One must conclude that the way to experience an album like this is by listening to it the way we listened to albums in the 1970s.
Many of the songs are really good, good enough that I have played several of them multiple times on YouTube, but something about sitting with the 12-inch album cover, album notes and lyrics sheet in my lap as the record played, added another dimension. I could have been a twentysomething again getting my first taste of the biggest album of the 1970s — the experience really had that feel to it.
The music has become detached from the physical product in this day and age, and we usually don’t take the time to sit down and listen to a project from start to finish — I wonder if it’s because we don’t have the record sleeve to anchor us as the music flows over and around us. Cherrypicking the songs off a music service is not the same experience as listening to hear how “Aurora,” the opening tune, flows into “Let Me Down Easy” and “Kill You To Try.” Then after the breather that “Two Against Three” offers, the all-important tune “Look At Us Now (Honeycomb)” closes out Side A with a flourish.

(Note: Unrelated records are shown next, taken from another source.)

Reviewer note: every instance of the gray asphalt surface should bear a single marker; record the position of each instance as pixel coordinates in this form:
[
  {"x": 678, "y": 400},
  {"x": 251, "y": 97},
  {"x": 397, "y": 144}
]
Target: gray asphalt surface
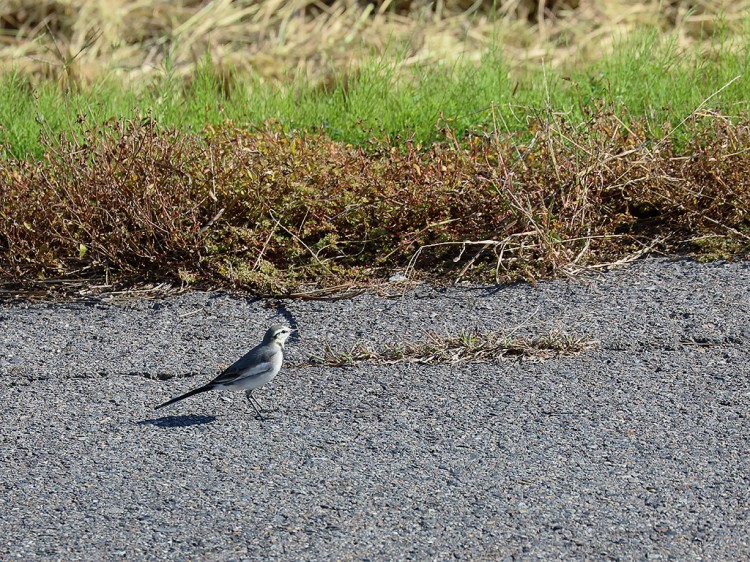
[{"x": 638, "y": 449}]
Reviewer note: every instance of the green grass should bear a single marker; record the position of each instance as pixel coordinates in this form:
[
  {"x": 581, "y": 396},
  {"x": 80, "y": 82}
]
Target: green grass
[{"x": 646, "y": 76}]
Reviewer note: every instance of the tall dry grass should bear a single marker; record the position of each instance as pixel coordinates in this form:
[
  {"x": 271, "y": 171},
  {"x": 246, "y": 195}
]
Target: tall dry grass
[{"x": 79, "y": 41}]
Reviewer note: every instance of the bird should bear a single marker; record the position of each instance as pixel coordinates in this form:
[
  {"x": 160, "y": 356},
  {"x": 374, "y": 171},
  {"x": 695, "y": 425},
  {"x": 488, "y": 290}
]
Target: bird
[{"x": 256, "y": 368}]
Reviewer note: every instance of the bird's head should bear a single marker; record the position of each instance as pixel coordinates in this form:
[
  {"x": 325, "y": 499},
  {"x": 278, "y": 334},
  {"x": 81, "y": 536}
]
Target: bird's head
[{"x": 278, "y": 333}]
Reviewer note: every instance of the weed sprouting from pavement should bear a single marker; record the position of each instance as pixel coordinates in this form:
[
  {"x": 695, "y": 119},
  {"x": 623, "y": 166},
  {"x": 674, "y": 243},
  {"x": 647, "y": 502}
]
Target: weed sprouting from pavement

Side B offers more of the same. Much as Fleetwood Mac and other acts of that era provided needed relief from disco, Aurora rolls out a series of pop rock anthems that could have thrived in the late 1970s or early ’80s. The LP arrived early this week and has been on the turntable again and again as the days went by.
Aurora has my heartiest recommendation, and I can’t commend the LP package highly enough. It feels like a time machine delivered it.